Even for those who don't wear a smartwatch or fitness band to trace your heart rate, you’ll be able to often feel your pulse fluctuate throughout the day. During your waking hours, the variety of heart beats per minute if you find yourself sitting quietly is referred to as your resting heart rate. In most adults, the resting heart rate is between 60 and 100 beats per minute.

Once you arise and move around, your heart rate goes up. And exercise makes it worse. Even strong emotions—fear, anger, or surprise—may cause your heart to beat faster. But what happens while you lie right down to sleep? The answer varies depending on the stage of sleep: light sleep, deep sleep, or rapid eye movement (REM) sleep.

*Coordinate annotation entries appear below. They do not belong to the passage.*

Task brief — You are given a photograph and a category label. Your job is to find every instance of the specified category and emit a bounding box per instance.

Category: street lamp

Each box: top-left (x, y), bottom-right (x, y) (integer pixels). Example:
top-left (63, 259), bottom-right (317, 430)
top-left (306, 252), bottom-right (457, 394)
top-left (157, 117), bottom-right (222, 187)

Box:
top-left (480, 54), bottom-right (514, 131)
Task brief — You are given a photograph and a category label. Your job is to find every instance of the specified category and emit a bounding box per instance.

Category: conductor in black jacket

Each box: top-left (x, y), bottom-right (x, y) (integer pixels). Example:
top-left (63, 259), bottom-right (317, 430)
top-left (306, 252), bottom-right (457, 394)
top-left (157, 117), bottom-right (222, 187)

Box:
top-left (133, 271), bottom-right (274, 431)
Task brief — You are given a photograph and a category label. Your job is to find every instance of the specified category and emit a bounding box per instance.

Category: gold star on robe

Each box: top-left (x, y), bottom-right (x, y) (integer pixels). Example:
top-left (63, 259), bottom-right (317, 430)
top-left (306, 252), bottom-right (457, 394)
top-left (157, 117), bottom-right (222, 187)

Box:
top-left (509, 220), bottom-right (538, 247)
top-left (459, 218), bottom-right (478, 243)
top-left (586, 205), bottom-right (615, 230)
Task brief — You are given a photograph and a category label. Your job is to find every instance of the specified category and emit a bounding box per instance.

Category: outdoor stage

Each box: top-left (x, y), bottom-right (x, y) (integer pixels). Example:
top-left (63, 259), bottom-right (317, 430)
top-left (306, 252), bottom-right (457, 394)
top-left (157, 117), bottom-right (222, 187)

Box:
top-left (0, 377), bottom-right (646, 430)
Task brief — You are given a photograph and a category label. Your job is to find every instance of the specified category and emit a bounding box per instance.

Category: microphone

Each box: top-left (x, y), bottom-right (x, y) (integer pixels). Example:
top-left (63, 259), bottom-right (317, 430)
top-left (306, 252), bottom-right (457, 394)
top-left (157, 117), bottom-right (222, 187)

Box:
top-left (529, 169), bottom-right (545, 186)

How does your heart rate change while you sleep?

Within about five minutes after you drift off to sleep, your heart rate slowly returns to a resting pace during what’s referred to as light sleep. Your body temperature drops and your muscles loosen up. People normally spend half of the night in light sleep. But in the course of the next stage, deep sleep, your blood pressure drops and your heart rate slows to about 20% to 30% of your resting heart rate.

When you dream, you enter a stage of sleep called REM (also referred to as dreaming sleep). “Your heart rate can vary greatly during REM sleep because it reflects the level of activity in your dream. If your dream is scary or involves activity like running, you “Your heart rate goes up as for those who're awake,” says Dr. Epstein.

Can you alter your resting heart rate?

If you recurrently run or do other moderate physical activity, you’ll be able to lower your resting heart rate. This is because exercise strengthens the center muscle, allowing it to pump more blood with each heartbeat. As a result, more oxygen gets to the muscles, so the center doesn't must beat as often as it will in someone who’s less fit.

As people age, resting heart rate stays roughly the identical unless they’re doping up that slow heart rate, equivalent to beta blockers or calcium channel blockers.

To determine your resting heart rate, try taking your pulse while you get up a couple of days per week over several weeks. With your index and middle fingers, press flippantly on the alternative wrist, slightly below the fat pad of your thumb. Or press gently on the side of your neck slightly below your jawbone. Count the variety of beats in a 30-second period. Double that number to get your heart rate in beats per minute. (Just measuring for 15 seconds and multiplying by 4 can be accurate enough.)

A resting heart rate that is simply too low (lower than 50 beats per minute), or that’s 100 or more, could also be an indication of concern and will call your doctor.